Classics in the History of Psychology

An internet resource developed by
Christopher D. Green
York University, Toronto, Ontario
(Return to menu

PHYSICAL AND MENTAL TESTS[1]
Baldwin, J.M., Cattell, J.M., & Jastrow, J.(1898)

First published in Psychological Review, 5, 172-179.


Professor Jastrow, of the University of Wisconsin, opened the discussion with a paper entitled 'Popular Tests of Mental Capacity.' He said that the determination of the extent, accuracy, alertness, efficiency and other measurable qualities of mental processes offers many interesting and perplexing problems to the practical psychologist. The primary motive in such experimentation is quite different from that which guides analytical research in the hands of the psychological expert. A very considerable and valuable portion of modern contributions to psychological principles and doctrine is the result of careful and ingenious analysis on the part of well-trained and scientifically self-observant experimentalists; and a main part of the equipment of a psychological laboratory may be wisely devoted to the purposes of such research. Supplementary to this is a line of investigation which aims to establish the normal capacity of simple and typical sensory, motor and intellectual endowments, as they occur in the average individual or in specially selected groups; such study, moreover, naturally includes as well the problems relating to the distribution of such powers, their development in child-growth, their relation to practical and daily pursuits, and their correlation with one another. As such investigation involves in most cases what is best described as a test of some specified capacity, and as such tests must be suited to the mental experience and endowment of the untrained and non-expert, the problem thus outlined may be appropriately referred to as the determination of the most suitable popular tests of mental capacity.
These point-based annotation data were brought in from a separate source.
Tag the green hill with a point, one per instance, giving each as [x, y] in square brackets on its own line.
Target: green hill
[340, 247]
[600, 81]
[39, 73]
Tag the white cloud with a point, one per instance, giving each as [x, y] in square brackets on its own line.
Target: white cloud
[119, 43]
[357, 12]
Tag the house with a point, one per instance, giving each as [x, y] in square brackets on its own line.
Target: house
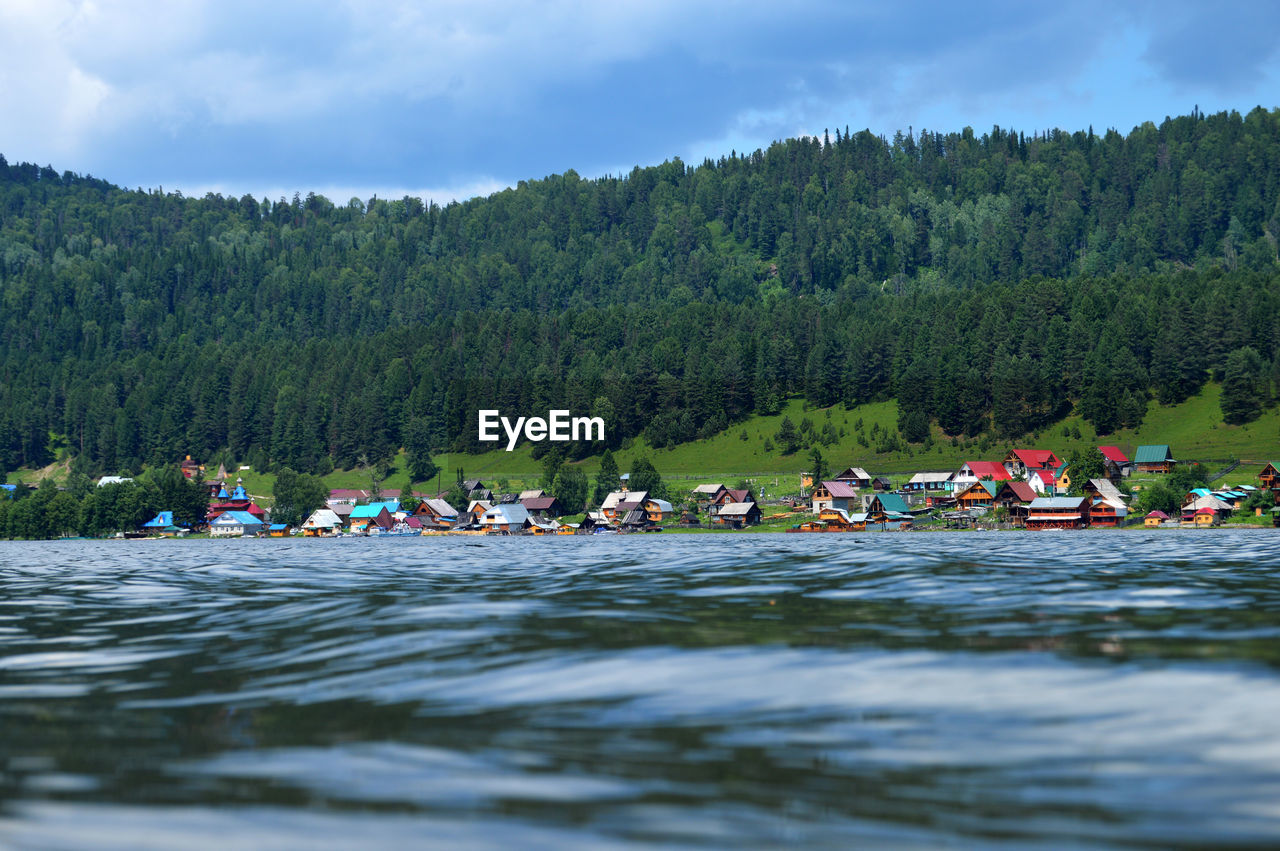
[236, 524]
[1155, 458]
[1057, 512]
[1019, 461]
[837, 520]
[362, 517]
[707, 494]
[609, 507]
[1104, 489]
[739, 515]
[888, 508]
[346, 497]
[833, 494]
[927, 481]
[105, 480]
[542, 507]
[1115, 462]
[1107, 512]
[163, 525]
[854, 477]
[979, 494]
[658, 509]
[506, 518]
[323, 522]
[435, 512]
[974, 471]
[1015, 497]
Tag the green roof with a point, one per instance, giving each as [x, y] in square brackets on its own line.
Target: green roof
[1153, 454]
[894, 503]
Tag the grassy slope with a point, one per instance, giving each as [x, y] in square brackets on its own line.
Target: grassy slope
[1193, 429]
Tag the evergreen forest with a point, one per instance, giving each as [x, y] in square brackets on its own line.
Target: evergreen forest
[992, 283]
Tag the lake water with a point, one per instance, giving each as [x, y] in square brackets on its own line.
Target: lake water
[1045, 689]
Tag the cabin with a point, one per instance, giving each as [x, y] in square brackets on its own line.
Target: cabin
[974, 471]
[437, 512]
[836, 520]
[364, 517]
[854, 477]
[323, 522]
[707, 494]
[739, 515]
[609, 507]
[658, 509]
[1015, 497]
[506, 518]
[1107, 513]
[1019, 461]
[927, 481]
[833, 494]
[1155, 458]
[163, 525]
[1115, 462]
[1057, 512]
[888, 508]
[979, 494]
[542, 507]
[234, 524]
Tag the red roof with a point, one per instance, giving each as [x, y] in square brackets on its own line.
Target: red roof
[1022, 490]
[990, 470]
[839, 489]
[1034, 458]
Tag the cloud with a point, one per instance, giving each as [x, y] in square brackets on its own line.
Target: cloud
[451, 94]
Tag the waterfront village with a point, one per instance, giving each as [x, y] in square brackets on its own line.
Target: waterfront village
[1028, 489]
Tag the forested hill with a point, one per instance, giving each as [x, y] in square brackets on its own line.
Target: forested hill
[987, 282]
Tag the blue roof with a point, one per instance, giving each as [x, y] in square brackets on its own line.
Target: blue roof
[164, 520]
[236, 518]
The problem falls into two divisions: (1) the selection of the capacities to be tested, and (2) the practical methods of testing them. The principles guiding the selection of tests will naturally vary with the special purposes for which various groups of tests may be undertaken. A usual and important purpose is that of collecting material for the study of general typical, characteristic endowment, much as the student of anthropometry desires first to establish standards of the principal [p.173] dimensions and proportions of the human frame. The selection of typical measurements in physical anthropometry is a much simpler matter than in mental anthropometry. Weight, height, girth, muscular power and the like are obviously the chief respects in which our bodies differ. To a certain extent it may be possible to obtain a consensus of standard mental measurements; and this is one of the main purposes of the Committee appointed by this Association.

The tests, apart from a few personal and anthropometric data included to make possible a comparison between physical and mental endowment, fall naturally into (a) the senses, (b) the motor capacities, and (c) the more complex mental processes. Certain general desiderata may, perhaps, be suggested as applicable to each of these groups. It is well to have each test give information regarding a single or very limited group of powers; specific typical tests are better than general ones. It is better to select, even if in part arbitrarily, one form of a certain sense capacity and to test that sufficiently to yield a definite result, rather than to attempt to test superficially various forms of manifestation of the same function. It is important to arrange a test so that it is definitely clear just what the capacity tested is; and, if necessary, preliminary experiments of an analytical character should be performed to determine this point. It is desirable that the form of capacity chosen shall be related to the activities of daily life; but it is also desirable that a high degree of efficiency in any test shall not be dependent upon experience, which certain groups of persons have a decidedly greater opportunity of acquiring than others. Hence it is often best to choose, as the basis of tests, sense-impressions which are unfamiliar to all. The conditions of the tests should be simple, easily intelligible, and, if possible, interesting, so as to induce on the part of the subject a willing coöperation, a natural attitude and a desire to do his best. The tests must occupy as short a time as possible, the apparatus be not easily disarranged by unskilled handling, not too expensive, and, in brief, be practically efficient.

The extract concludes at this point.